Funding and reconciliation costs

If a reserve or client balance needs reconciling, you may face reconciliation fees or temporary reductions in liquidity until accounts are cleared.

In some cases indemnities, contingent liabilities or guarantee releases (for directors’ guarantees) attract additional legal or administrative charges.

Potential hidden or indirect costs

Timing risks can cause short-term cashflow gaps if funding is interrupted during the transfer, and small businesses can suffer from late supplier or payroll payments as a result.

Also consider potential increases in effective cost if the new provider requires higher fees, lower advance rates, or larger reserves.

Practical step-by-step switching checklist and timeline

Pre-switch checks (Week 0–1)

Confirm notice periods, outstanding fees, guarantees, and whether any invoices are subject to litigation or disputes.

Prepare your aged debtor report, management accounts and recent bank statements for potential new lenders.

Selecting and onboarding the new provider (Week 1–4)
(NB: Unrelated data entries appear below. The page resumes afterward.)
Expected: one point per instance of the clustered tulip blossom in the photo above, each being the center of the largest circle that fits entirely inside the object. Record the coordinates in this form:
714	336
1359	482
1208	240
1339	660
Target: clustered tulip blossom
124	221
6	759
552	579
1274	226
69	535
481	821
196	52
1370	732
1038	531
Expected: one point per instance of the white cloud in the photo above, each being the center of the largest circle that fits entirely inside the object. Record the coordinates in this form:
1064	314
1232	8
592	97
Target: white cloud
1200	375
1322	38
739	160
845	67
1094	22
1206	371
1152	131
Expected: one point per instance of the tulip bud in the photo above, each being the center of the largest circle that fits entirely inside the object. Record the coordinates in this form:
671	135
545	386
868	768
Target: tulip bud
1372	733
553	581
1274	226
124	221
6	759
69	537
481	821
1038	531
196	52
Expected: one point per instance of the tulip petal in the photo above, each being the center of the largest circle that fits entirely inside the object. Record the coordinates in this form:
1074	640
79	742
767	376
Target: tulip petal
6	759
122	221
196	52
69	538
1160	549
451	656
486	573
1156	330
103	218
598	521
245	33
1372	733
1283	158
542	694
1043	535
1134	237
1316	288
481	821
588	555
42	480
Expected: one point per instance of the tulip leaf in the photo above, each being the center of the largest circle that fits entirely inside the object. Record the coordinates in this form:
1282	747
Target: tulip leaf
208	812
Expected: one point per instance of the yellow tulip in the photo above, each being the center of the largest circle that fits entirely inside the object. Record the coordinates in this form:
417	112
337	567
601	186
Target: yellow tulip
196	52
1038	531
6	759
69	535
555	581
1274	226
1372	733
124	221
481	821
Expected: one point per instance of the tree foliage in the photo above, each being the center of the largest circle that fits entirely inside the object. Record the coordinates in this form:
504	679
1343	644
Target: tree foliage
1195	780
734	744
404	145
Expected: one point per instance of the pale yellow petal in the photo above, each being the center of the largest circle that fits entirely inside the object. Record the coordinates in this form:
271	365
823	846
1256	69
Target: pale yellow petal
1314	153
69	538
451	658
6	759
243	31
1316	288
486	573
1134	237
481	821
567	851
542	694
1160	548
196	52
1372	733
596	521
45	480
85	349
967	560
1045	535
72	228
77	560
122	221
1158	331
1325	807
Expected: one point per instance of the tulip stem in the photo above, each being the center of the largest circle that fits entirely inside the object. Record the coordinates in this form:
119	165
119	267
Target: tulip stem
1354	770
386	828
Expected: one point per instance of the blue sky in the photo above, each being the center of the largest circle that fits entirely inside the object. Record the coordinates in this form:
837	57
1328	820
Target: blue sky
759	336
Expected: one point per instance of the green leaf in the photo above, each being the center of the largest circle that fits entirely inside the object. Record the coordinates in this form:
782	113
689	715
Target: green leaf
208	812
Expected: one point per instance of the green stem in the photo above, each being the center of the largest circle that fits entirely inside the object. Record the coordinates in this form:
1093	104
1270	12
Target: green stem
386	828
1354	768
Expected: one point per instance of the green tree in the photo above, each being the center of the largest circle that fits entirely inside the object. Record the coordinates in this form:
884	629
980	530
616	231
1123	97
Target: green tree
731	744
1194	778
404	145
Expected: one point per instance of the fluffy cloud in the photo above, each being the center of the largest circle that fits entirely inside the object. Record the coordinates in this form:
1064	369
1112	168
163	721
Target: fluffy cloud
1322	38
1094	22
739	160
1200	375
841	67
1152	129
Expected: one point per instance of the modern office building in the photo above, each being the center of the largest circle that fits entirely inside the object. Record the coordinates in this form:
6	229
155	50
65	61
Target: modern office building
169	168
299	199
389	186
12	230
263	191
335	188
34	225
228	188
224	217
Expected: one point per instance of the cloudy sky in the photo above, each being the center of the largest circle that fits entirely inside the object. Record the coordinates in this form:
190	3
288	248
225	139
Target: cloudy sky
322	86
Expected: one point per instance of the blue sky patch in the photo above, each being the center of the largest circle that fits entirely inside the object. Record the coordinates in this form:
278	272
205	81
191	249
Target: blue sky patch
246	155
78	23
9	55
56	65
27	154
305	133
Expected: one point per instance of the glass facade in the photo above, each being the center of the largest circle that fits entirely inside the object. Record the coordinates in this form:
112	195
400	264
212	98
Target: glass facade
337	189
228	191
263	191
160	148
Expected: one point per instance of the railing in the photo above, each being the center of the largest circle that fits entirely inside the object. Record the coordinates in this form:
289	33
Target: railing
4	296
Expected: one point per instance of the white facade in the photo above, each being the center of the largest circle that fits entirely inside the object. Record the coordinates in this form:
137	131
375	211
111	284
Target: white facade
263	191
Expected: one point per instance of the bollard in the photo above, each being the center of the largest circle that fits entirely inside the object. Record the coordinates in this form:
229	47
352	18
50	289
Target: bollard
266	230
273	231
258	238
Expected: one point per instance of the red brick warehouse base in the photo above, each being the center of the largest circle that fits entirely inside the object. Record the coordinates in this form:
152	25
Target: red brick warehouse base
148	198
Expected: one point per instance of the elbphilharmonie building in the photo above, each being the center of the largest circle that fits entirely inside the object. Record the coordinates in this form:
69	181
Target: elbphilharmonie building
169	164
Obtain formal offers and compare APR-equivalent costs, advance rates, reserve policies, contract length and service-level details.

Seek clarity on debtor notification requirements, IT integration and collections approach — these materially affect disruption risk.
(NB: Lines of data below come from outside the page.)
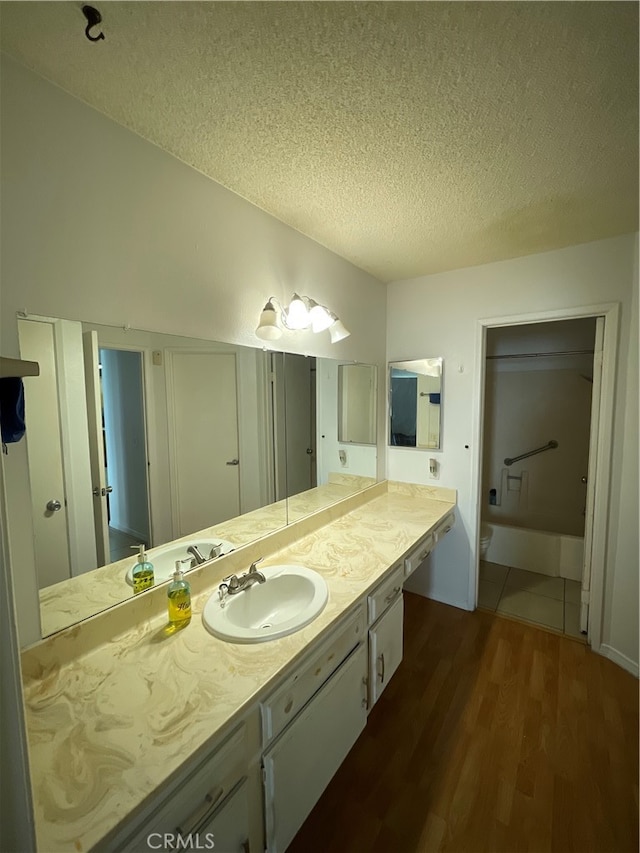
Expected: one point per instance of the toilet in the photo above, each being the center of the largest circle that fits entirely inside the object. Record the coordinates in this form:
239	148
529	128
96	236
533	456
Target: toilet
485	540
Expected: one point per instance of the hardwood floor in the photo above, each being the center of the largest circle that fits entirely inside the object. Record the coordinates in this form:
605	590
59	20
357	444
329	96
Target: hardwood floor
492	736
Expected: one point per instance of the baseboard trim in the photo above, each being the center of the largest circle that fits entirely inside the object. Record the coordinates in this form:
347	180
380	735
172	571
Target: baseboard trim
620	659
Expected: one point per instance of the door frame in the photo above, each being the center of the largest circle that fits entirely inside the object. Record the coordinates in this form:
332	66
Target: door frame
610	311
147	405
146	363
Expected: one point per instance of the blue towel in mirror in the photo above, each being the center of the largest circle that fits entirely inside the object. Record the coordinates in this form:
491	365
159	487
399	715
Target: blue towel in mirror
12	409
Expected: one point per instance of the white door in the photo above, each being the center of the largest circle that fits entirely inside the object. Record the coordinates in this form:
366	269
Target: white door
591	476
44	447
99	484
427	413
203	419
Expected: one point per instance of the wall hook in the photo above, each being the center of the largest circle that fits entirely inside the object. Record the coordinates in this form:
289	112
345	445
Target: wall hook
93	18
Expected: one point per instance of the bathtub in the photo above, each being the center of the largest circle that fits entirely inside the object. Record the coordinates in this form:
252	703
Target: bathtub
554	554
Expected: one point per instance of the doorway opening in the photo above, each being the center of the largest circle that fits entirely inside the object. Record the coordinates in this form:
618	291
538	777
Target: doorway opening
539	382
125	451
542	498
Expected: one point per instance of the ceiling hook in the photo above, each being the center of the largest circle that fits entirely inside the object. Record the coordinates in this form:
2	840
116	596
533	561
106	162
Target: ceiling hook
93	17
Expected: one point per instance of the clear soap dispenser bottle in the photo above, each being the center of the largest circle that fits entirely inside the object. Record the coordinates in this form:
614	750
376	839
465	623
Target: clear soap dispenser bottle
179	598
142	574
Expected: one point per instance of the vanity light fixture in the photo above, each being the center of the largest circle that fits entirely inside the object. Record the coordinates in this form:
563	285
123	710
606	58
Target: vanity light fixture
301	313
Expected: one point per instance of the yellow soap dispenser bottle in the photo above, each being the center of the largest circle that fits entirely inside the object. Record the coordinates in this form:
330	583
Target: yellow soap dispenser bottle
142	574
179	598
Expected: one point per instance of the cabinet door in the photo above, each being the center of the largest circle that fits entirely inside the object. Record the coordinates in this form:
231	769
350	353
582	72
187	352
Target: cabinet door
385	649
227	831
301	762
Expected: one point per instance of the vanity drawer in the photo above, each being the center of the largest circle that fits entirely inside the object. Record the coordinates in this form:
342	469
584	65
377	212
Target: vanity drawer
444	527
418	555
384	594
279	709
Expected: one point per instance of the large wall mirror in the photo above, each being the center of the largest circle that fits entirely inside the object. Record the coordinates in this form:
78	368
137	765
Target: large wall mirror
138	437
415	403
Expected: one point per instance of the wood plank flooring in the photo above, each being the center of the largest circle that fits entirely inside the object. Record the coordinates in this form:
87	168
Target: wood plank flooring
492	736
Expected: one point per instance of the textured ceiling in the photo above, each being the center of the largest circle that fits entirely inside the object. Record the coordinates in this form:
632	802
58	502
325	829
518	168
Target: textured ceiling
407	137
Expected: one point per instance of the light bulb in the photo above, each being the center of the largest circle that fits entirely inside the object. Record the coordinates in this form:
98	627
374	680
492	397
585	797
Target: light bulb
338	331
297	314
268	328
321	319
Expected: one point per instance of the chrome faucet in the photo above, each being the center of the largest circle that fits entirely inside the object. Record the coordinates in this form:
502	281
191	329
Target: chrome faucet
198	559
234	584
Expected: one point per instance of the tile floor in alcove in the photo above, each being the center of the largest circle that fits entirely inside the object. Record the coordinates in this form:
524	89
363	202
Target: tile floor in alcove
542	600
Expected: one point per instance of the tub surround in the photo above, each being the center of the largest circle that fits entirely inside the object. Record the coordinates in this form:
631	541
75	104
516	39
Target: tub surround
114	707
70	601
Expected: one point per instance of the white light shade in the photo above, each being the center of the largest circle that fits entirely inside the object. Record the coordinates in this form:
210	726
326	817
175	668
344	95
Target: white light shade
297	314
268	328
338	332
320	318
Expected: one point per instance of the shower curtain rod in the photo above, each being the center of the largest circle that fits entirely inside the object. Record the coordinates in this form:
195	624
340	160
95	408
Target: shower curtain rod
543	354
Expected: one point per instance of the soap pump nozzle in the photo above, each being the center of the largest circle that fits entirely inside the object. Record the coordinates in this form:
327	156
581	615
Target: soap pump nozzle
142	554
178	573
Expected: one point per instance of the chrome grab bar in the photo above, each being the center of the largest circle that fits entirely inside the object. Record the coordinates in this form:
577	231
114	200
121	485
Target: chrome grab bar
550	446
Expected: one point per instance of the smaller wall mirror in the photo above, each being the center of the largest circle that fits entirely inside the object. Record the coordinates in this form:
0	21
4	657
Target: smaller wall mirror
357	391
415	403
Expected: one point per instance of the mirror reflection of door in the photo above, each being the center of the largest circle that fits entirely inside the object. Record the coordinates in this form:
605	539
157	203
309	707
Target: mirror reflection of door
203	423
300	420
125	450
44	447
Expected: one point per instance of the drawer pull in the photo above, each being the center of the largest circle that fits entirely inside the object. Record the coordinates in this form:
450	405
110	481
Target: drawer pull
394	592
196	817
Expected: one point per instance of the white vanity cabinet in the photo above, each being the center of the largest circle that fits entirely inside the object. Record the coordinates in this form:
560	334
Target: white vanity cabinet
386	611
304	754
420	553
216	805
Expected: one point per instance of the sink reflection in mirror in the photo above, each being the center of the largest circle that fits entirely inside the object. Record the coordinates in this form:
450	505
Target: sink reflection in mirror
291	597
134	459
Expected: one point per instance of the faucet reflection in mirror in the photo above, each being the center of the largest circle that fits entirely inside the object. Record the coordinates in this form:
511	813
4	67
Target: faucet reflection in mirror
301	313
415	403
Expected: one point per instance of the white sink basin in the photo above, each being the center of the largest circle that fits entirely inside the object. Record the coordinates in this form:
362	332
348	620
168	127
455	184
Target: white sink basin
164	558
291	597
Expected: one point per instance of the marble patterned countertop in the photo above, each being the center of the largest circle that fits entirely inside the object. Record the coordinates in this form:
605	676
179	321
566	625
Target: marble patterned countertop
114	706
85	595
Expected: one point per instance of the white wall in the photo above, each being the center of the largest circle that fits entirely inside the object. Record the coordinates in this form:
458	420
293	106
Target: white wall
438	315
99	225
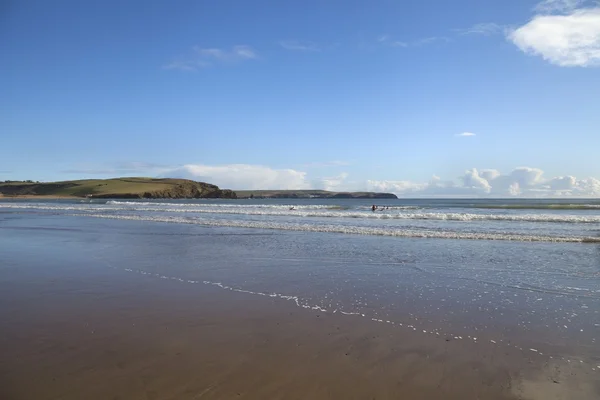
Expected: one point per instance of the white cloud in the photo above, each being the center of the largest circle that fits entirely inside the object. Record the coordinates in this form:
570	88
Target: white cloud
299	46
243	176
387	40
205	57
569	40
324	164
552	6
522	181
466	134
473	180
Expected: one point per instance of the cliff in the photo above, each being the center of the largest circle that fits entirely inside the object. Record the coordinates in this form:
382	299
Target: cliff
310	194
118	188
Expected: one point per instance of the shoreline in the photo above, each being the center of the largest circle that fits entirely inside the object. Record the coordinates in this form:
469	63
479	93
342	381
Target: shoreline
162	338
46	197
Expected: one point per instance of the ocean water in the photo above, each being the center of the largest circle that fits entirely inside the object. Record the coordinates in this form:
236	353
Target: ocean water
518	273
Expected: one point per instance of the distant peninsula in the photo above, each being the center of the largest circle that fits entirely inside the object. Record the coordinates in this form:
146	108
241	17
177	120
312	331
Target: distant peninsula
118	188
165	188
310	194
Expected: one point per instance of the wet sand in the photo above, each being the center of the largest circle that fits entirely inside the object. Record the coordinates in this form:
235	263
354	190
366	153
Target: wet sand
101	333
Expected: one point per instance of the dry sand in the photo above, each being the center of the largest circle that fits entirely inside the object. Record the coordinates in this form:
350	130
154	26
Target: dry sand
113	335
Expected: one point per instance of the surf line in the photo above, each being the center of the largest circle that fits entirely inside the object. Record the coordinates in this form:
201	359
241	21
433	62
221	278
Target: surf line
299	303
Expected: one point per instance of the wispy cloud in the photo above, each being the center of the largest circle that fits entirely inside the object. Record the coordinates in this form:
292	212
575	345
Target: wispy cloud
296	45
557	6
201	57
486	29
387	40
322	164
569	39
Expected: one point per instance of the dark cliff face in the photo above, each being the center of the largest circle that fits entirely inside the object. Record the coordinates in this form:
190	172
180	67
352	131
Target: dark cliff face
191	190
137	188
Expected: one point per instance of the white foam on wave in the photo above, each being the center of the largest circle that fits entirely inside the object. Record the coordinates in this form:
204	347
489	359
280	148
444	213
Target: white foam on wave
223	205
356	230
321	212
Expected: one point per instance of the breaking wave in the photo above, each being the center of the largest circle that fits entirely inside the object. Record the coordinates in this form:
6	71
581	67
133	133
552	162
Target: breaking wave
312	211
356	230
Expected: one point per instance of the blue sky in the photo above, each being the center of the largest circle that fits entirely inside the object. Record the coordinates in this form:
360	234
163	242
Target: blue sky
342	95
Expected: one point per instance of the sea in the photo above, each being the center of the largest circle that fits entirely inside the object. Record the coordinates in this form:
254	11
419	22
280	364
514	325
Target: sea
519	273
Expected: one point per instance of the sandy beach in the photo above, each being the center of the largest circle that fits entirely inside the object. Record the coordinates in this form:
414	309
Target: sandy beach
112	335
94	308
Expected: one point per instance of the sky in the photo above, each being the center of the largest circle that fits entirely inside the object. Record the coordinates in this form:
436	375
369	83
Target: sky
420	98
Legal transfer and operational handover (Week 3–8)

Arrange novation, discharge of existing security or subordination agreements through lawyers and sign new facility documents.

Issue debtor notification letters if required and validate bank mandates and payment instruction changes to ensure funds flow to the new facility.
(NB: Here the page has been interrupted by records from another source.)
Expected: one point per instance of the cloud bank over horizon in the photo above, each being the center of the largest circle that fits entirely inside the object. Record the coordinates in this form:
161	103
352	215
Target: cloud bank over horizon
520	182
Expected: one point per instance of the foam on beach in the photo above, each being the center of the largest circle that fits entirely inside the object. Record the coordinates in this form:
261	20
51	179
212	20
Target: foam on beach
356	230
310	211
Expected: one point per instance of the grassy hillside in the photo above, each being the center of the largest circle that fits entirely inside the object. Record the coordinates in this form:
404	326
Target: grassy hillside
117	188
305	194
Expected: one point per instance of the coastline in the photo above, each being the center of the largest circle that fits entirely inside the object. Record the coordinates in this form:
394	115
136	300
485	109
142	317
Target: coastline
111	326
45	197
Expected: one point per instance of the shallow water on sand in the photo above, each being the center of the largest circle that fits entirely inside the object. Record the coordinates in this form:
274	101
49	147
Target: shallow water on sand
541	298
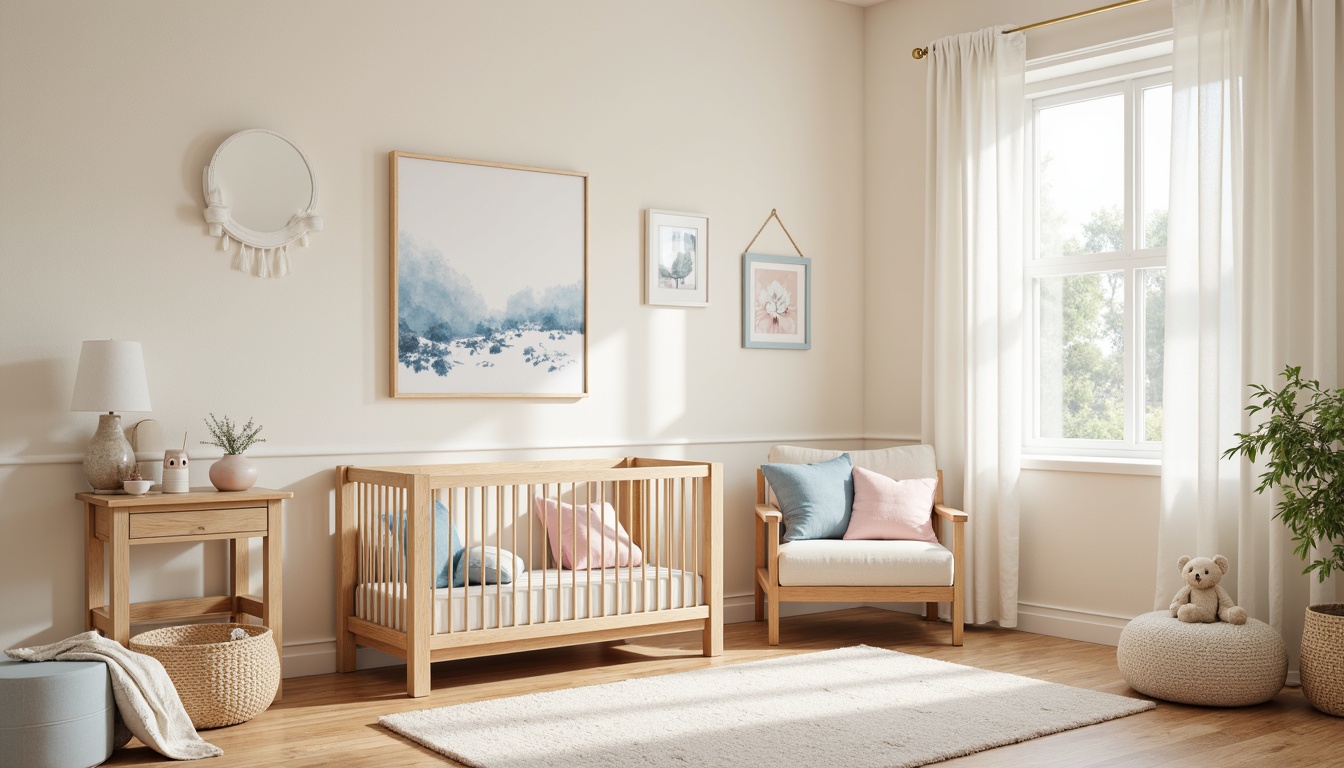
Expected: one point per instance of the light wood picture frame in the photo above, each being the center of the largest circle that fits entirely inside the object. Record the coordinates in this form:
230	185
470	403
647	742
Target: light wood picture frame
676	258
776	301
488	279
Post-switch reconciliation and monitoring (Week 8–12)

Reconcile reserves, pay any outstanding charges to the outgoing provider and confirm release of guarantees or charges via Companies House searches if necessary.

Monitor the new facility closely for the first 2–3 months to confirm agreed advance rates and reporting cadence are met.

Quick timeline summary

  • Initial review and quotes: 1–2 weeks.
  • Due diligence and underwriting: 1–4 weeks.
  • Legal novation and transfer: 2–6 weeks.
  • Full operational handover: typically 4–12 weeks in total.

How to reduce switching risk and how Best Business Loans can help

Tips to lower costs and disruption

Negotiate exit fees where possible and ask the incoming provider to contribute to transition costs as part of the commercial offer.

Arrange an overlapping period where both providers coordinate collections and payments to avoid funding gaps.

Questions to ask a prospective provider

Ask about advance rates, reserve policies, fee structure, debtor notification templates, integration times and experience with similar businesses.

Also confirm whether they accept existing security structures, and how they handle personal guarantees and legal charge releases.

Why use Best Business Loans to manage a switch

Best Business Loans does not supply loans but helps UK SMEs identify compatible lenders or brokers and compare invoice finance options quickly.

We can save time by matching your business with providers experienced in your sector and by highlighting potential switching costs up front.

For a practical guide on different invoice finance products and to check which type fits your business, see our detailed invoice finance page: invoice finance.

Next steps — get a Quick Quote

If you’re considering a switch, submit a Quick Quote to get an eligibility check and tailored introductions to suitable providers.

Our service is free, independent and designed to help you compare options before committing to provider-specific legal or exit costs.

Compliance and clarity

Best Business Loans is an introducer that helps businesses find finance providers and does not provide credit or regulated financial advice.

We recommend seeking independent legal or regulated financial advice for contract novation, guarantees or complex facility structures.

Key takeaways

  • Yes — you can switch invoice finance providers, but expect legal steps, debtor transfer actions and possible exit costs.
  • Costs include exit fees, solicitor fees, reconciliation of reserves and potential short-term cashflow disruption.
  • Plan the switch, get formal offers, and coordinate novation and debtor notifications to minimise downtime.
  • Use an introducer like Best Business Loans to compare providers quickly and to understand likely switching costs before you commit.